In December 2011, the EBA issued a Recommendation asking national supervisory authorities to ensure banks had sufficient capital to withstand unexpected losses in case of a further deterioration of the economic situation. Since the legal framework for assessing capital levels has changed with the entering into force of the so-called "CRD IV package", the EBA has decided to replace the 2011 recapitalisation Recommendation with a new measure on capital preservation.
In particular, the Recommendation on capital preservation asks competent authorities to ensure that banks maintain a capital floor in terms of nominal amount which corresponds to the amount of capital required to be in place by 30 June 2012 to meet the EBA's Recommendation.
Andrea Enria, Chairperson of the EBA said: "Preserving capital in European banks is essential for maintaining the flow of lending to the real economy".
In case banks fall below this nominal amount, they are expected to produce credible plans to restore their capital base. Only in specific circumstances will exceptions be granted on a case by case basis. Exceptions can be granted by national authorities, in consultation with the EBA, if a bank is undergoing a specific restructuring or a de-risking programme or if a bank's capital levels are deemed to already exceed the CET1 requirements under fully implemented CRD/CRR rules.

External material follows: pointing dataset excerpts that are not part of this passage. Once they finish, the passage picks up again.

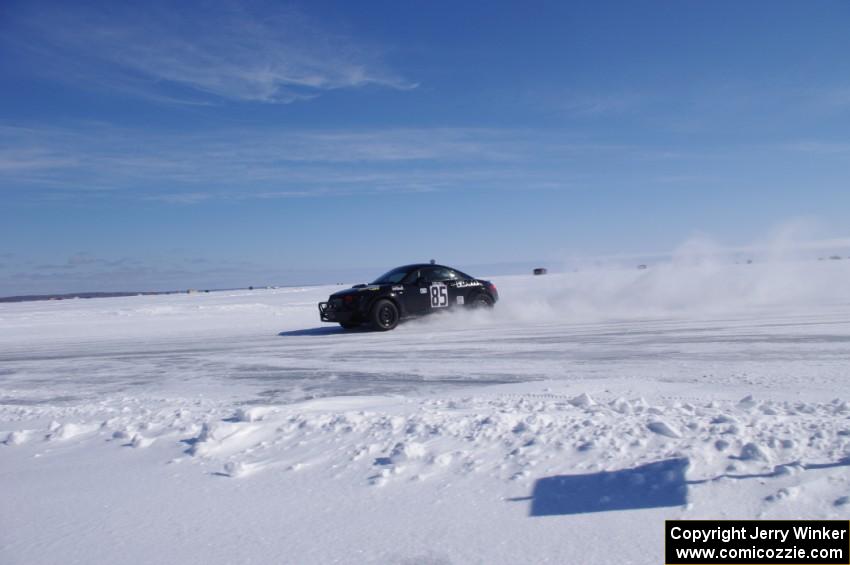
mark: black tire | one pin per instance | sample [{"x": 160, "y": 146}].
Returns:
[
  {"x": 384, "y": 315},
  {"x": 481, "y": 300}
]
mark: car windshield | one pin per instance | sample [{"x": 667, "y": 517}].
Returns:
[{"x": 392, "y": 277}]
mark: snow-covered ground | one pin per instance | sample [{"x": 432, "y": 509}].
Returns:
[{"x": 563, "y": 427}]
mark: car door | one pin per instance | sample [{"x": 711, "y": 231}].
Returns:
[
  {"x": 415, "y": 298},
  {"x": 436, "y": 282}
]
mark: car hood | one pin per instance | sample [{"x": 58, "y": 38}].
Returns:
[{"x": 357, "y": 290}]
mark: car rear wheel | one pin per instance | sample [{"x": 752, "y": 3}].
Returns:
[
  {"x": 481, "y": 301},
  {"x": 384, "y": 315}
]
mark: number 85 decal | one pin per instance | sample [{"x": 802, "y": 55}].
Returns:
[{"x": 439, "y": 295}]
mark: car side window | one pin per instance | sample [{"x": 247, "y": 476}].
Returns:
[
  {"x": 411, "y": 277},
  {"x": 437, "y": 274}
]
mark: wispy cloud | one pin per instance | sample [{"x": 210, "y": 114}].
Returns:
[
  {"x": 264, "y": 163},
  {"x": 173, "y": 53}
]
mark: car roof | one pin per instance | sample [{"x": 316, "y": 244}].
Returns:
[{"x": 421, "y": 265}]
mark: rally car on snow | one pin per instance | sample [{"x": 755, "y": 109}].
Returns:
[{"x": 406, "y": 292}]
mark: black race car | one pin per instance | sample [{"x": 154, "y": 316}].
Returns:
[{"x": 406, "y": 292}]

National authorities, in close cooperation with the EBA, will assess banks' capital plans during the transition to the CRD/CRR full implementation. To this end, banks will be requested to submit their capital plans and monitoring templates to their respective national authorities by 29 November, 2013. When reviewing capital plans, national authorities should discuss and challenge banks' assumptions, and consider the potential impact of stress events.